If you are receiving means tested benefits and currently are making a claim for compensation under the CICA criminal injury scheme you may need a Personal Injury Trust if your award is likely to exceed £6000. This will be particularly relevant for those involved in sexual abuse claims as the awards tend to be higher than this threshold.
The reason why you should consider a trust put simply is that the Department of Work & Pensions (DWP) have the option to review or possibly withhold your means tested benefits if they believe that you have significant capital assets or income in your personal bank account.
If you think that you might escape their attention and spend the money quickly, transfer it to another account or simply give it away – think again. Your means tested hard won benefits could be at risk if you act in such a way and do not take steps to protect your money and your rights. The amount of £6000 also includes any interim (advance) payments.

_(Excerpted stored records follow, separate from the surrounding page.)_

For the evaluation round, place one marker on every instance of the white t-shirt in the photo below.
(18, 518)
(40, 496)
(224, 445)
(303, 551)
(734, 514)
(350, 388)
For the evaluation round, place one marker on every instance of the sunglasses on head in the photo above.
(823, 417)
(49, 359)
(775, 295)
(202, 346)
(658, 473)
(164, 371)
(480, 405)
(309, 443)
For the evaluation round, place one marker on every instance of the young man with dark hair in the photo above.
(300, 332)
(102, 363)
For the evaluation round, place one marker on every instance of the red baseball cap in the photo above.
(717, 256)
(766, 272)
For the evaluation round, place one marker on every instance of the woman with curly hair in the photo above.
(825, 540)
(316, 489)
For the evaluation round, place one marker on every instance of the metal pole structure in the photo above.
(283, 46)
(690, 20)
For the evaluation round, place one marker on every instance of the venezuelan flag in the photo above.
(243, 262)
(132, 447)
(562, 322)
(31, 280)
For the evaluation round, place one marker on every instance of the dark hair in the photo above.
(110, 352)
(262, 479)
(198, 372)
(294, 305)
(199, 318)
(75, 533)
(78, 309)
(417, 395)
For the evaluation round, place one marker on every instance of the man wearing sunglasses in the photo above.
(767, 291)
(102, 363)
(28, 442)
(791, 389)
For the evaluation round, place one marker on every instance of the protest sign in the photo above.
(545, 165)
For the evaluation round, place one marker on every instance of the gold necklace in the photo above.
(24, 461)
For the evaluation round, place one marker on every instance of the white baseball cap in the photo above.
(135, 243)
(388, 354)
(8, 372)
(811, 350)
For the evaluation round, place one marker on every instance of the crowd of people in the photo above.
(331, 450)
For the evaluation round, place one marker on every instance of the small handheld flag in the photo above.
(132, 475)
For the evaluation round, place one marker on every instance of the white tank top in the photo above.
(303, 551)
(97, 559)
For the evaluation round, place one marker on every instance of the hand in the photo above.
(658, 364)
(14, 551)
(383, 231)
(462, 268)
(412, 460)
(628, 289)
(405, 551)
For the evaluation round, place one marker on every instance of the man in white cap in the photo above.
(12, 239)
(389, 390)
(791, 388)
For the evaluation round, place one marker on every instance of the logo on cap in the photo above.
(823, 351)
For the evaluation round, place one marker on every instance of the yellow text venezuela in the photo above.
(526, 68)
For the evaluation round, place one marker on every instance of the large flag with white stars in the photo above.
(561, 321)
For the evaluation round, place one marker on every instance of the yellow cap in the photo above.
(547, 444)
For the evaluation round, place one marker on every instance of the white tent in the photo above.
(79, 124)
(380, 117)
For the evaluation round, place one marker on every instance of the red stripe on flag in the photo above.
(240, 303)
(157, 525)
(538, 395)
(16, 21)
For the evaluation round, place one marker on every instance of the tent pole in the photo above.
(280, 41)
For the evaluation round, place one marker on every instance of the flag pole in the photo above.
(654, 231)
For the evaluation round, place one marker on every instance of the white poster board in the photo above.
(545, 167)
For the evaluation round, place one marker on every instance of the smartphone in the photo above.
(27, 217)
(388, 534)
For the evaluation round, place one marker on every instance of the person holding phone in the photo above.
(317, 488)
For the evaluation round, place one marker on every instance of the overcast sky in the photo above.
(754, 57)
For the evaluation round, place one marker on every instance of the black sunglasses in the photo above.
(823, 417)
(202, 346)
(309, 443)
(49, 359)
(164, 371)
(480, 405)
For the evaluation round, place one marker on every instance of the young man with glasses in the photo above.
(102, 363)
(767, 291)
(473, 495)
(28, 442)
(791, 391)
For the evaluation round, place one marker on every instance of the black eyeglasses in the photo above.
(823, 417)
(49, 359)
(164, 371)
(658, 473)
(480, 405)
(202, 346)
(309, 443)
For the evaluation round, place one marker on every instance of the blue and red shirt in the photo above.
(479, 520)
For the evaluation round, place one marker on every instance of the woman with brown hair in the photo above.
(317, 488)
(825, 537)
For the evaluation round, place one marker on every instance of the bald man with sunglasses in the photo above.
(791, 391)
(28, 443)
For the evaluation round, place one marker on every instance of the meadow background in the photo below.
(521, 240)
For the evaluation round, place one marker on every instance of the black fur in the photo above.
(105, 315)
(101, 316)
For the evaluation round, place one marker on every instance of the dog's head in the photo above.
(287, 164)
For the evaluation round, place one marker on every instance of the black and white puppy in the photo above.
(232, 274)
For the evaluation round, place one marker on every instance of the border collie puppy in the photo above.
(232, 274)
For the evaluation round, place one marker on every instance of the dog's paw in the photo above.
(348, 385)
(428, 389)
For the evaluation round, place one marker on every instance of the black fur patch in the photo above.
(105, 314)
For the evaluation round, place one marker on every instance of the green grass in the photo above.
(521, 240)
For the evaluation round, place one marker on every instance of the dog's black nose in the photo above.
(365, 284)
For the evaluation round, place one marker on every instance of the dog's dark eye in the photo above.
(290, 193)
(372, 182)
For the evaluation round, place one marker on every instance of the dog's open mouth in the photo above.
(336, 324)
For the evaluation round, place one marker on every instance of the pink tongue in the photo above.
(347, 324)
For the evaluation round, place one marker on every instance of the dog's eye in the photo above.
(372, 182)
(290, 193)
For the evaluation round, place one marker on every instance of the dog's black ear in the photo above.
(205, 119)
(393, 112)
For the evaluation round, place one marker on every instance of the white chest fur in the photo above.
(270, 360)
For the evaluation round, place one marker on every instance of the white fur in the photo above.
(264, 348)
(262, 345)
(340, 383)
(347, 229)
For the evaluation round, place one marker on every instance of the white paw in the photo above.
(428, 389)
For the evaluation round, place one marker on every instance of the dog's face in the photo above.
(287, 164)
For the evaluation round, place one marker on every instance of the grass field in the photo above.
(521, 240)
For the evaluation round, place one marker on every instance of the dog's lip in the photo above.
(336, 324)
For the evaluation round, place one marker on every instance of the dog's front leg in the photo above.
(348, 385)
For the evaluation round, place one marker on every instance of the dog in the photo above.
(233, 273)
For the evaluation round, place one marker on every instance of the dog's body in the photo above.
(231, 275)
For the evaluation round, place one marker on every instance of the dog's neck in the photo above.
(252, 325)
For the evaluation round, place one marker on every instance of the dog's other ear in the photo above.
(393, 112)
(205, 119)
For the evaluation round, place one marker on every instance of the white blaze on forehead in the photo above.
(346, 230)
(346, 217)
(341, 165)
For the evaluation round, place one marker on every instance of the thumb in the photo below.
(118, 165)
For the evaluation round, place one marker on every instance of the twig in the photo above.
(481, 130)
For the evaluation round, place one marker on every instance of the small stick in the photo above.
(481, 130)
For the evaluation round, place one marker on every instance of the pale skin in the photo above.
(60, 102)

How do you set up a Personal Injury Trust
To set up a Personal Injury Trust you will need a "deed" or legal document setting out the details of the settlement – some personal injury solicitors will be able to provide this service and they should advise you of the process upon settlement of your claim. Your deed will allow a local bank to set up the required account for you into which the compensation payment should be made. The list of banks who are willing to provide trust accounts has reduced significantly in recent years with Barclays and Metro being the only high street names who will now assist.
If you have not had a discussion with your representative regarding the need for a Personal injury Trust we would recommend that you seek advice before agreeing to settle the claim and receive the funds. Your solicitor or legal representative should be able to explain the technical points to you in order to ensure your benefits are fully protected or refer you to someone who can.
There is a period of time post settlement for you to set up the trust – this is known as the 52 week disregard which runs from the date of receipt of an award payment (bear in mind this includes an interim award as well as any final award). However this period of grace is often mistakenly deemed to be a spell during which you can spend the money freely and without fear of drawing the attention of the DWP. They may question how you have spent the money and regard this as unreasonable which may impact your benefits.
If you are in any doubt you must speak to your representative or speak to the DWP themselves before any payment is made to you. Your benefits are your responsibility and you must make enquiries to ensure your position is fully protected.